Option A (JPMS), with Option B as a follow-on if and when the team decides classpath enforcement is required.

Reasoning:

  1. JPMS is the lowest-risk option that produces real enforcement for the most relevant consumer cohorts. ~1 file added (module-info.java), no source moves, no API renames, no annotation refactor.
  2. Modulepath adoption among Java consumers is increasing every year. AWS SDK v2 and Spring Boot have already crossed the bar; Java consumers building anything modular today already write module-info files. By the time this SDK has been in the field for v1.x lifetime, modulepath enforcement will cover the majority of serious consumers.
  3. The classpath asterisk is real but mitigated by IDE warnings and SemVer tooling that already reads module-info correctly. The consumer who deliberately imports internal.* from classpath has accepted a one-sided contract — we can change those types freely.
  4. Option B genuinely closes the gap for classpath consumers but at substantial refactor cost (~25 file moves + deserializer registration refactor). Worthwhile only if the threat model is "adversarial classpath consumer". For "respectful classpath consumer
    • adversarial modulepath consumer", Option A is sufficient and B is over-engineering.

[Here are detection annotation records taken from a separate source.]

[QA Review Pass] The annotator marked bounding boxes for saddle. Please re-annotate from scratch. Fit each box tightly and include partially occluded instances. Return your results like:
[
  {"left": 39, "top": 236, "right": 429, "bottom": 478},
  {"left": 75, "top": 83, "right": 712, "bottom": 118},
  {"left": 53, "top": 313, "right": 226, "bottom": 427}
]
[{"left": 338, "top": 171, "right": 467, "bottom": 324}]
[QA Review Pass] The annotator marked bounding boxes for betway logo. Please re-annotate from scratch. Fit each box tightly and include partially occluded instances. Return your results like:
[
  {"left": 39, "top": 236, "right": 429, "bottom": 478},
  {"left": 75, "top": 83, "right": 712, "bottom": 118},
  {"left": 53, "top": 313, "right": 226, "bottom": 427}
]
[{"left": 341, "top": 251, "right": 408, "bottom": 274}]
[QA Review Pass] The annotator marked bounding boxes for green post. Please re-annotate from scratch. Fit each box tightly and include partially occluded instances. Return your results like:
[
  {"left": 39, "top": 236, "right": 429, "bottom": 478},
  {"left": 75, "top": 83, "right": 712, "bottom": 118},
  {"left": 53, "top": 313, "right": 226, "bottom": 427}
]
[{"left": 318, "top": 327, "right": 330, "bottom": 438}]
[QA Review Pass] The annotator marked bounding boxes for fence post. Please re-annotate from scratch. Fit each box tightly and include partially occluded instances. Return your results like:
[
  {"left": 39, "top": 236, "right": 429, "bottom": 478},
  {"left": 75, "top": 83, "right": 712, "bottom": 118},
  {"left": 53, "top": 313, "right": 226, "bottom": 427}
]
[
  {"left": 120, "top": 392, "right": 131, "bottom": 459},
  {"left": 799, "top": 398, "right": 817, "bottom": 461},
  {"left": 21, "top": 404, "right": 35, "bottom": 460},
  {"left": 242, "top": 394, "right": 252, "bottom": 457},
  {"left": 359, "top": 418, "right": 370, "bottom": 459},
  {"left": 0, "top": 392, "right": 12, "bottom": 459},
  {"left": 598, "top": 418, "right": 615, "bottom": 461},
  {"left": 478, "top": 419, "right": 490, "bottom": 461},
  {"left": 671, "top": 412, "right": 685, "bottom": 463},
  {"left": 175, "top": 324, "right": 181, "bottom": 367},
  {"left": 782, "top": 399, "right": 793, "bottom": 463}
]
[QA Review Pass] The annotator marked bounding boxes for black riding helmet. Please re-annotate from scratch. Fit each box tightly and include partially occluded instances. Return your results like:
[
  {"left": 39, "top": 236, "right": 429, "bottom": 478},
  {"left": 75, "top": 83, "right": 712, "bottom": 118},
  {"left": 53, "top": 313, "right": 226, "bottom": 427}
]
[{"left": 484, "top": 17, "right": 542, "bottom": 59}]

The strongest counter-argument to Option A is "it is not enforcement, only a strong signal, for classpath consumers." That is correct. The counter-counter-argument is "every Java SDK in our space has the same property; the alternative (Option B) costs more than the gap is worth." If the team disagrees on the threat model, Option B is the escape hatch — but it should be a deliberate choice, not a default.

Decision

Option B — Single-package infra. Every infra and resource façade class moves into com.marketdata.sdk and drops the public modifier so it becomes package-private; the compiler then refuses any consumer reference to HttpTransport, RequestSpec, AsyncSemaphore, the wire-format deserializers, or any other internal type. B was chosen over A (JPMS) because the threat model includes classpath consumers — still the majority in 2026 — and JPMS enforcement degrades to a soft IDE warning on classpath, while Option B's enforcement is identical at the language level for both consumer modes.

Consequences

Move every infra and resource façade class to com.marketdata.sdk, drop public from every type that was internal, refactor @JsonDeserialize annotations off response records into a programmatic SimpleModule registered on HttpTransport's ObjectMapper (response records become data-only, decoupled from wire-format logic), and migrate every test that imports formerly-internal types to the new package — tests for package-private types must live in the matching test package. README's package-layout section needs to reflect the new tree.